Building even a 4' closet/storage area on one side will reduce the span to 16' and achieve the floor stiffening plus leave you a room that is 16' wide.
.................Iron Helix
"Building even a 4' closet/storage area on one side will reduce the span to 16'..."
With trusses, it isn't that simple. You can't just stick a bearing under one anywhere and expect it to work. That's O.K. with solid lumber and I-joists. But trusses are a different animal.
I can take a shot at posting some examples if you're interested.
I'd kill for a Nobel Peace Prize.
The man with the sharp eye takes the prize!
I jumped to I-Joist...not truss joist!
I retract my statement...and I'd like my crow medium well, Thank You! ;>)
............Iron Helix
PS....I would still propose a storage closet set at 5' out from one wall thus leaving a nice 15' room and still reduce the bounce problem.....will it work with those floor trusses?
Edited 4/23/2005 7:41 am ET by Iron Helix
"I would still propose a storage closet set at 5' out from one wall thus leaving a nice 15' room and still reduce the bounce problem.....will it work with those floor trusses?"
Yes and no.
It probably would reduce the vibration. But it also introduces a whole different set of forces into the truss with an off-center bearing. You would get uplift at the end of the truss nearest the new bearing.
If he wanted to do that, I would suggest having the truss reviewed to see if it needed some reinforcement at a couple of the joints.
I that doesn't make sense let me know and I'll try to post an example.
Broken promises don't bother me at all. I just wonder why they keep believing me.
Makes good sense...now that I know what I'm talking about........Thanks
...............Iron Helix
Any good engineer will tell you that you can't do that without seeing how it will affect the truss overall. Adding a bearing reverses the forces in some of the webs, and may require different plate sizes on some of the joints.

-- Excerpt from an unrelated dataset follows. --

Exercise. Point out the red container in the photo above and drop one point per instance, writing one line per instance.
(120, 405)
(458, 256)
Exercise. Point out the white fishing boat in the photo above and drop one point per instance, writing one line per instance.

But - I'm not a good engineer. (I'm not really an engineer at all) So I've given you the "official" position, now I'll tell ya what I think.
My first thought would be to say are you SURE you need the bearing wall? A 20' truss 14" deep should perform O.K. You said there's no strongbacks in the truss. How about putting some in? That should make a significant difference.
If you do put the wall in, I'd say it most likely will help and won't cause problems, with one exception: Is there a duct chase (rectangular opening) in the floor truss?
If there is, I wouldn't add the bearing. That could make for some interesting bending loads in the chords, and I don't really know what it would do. But it bothers me enough that I wouldn't recommend it.
Any chance you could post a picture of the truss?
In the absence of getting quick pictures, I tried to find an example on the internet but guess they don't make this kind any more.
Picture a triangle within a box, apex up: the vertical sides of the box occur at five feet intervals. The triangle base, then, is about 5 feet so the apex of the triangle is a 2.5 feet. That's all, nothing else: no squares in the middle for venting etc. There's 4 of these in the 20 foot span.
Thanks
So it looks like this?
View Image
And he disappeared in a puff of logic.
Exactly that. The verticals 5 feet apart so it's repeated 4 times over a twenty foot span. Thanks
Well, if you wanted me to stake my life on it being O.K. I probably wouldn't. But I don't know any reason it shouldn't work put O.K.I'd still suggest trying some 2X6 strongbacks first. There's a good chance that would do the trick and you wouldn't have to mess with the bearing wall.
Any twelve people who can't get themselves out of jury duty are not my peers.
If the pic is what you have, and you can put a bearing wall directly under the center, you will remove bounce.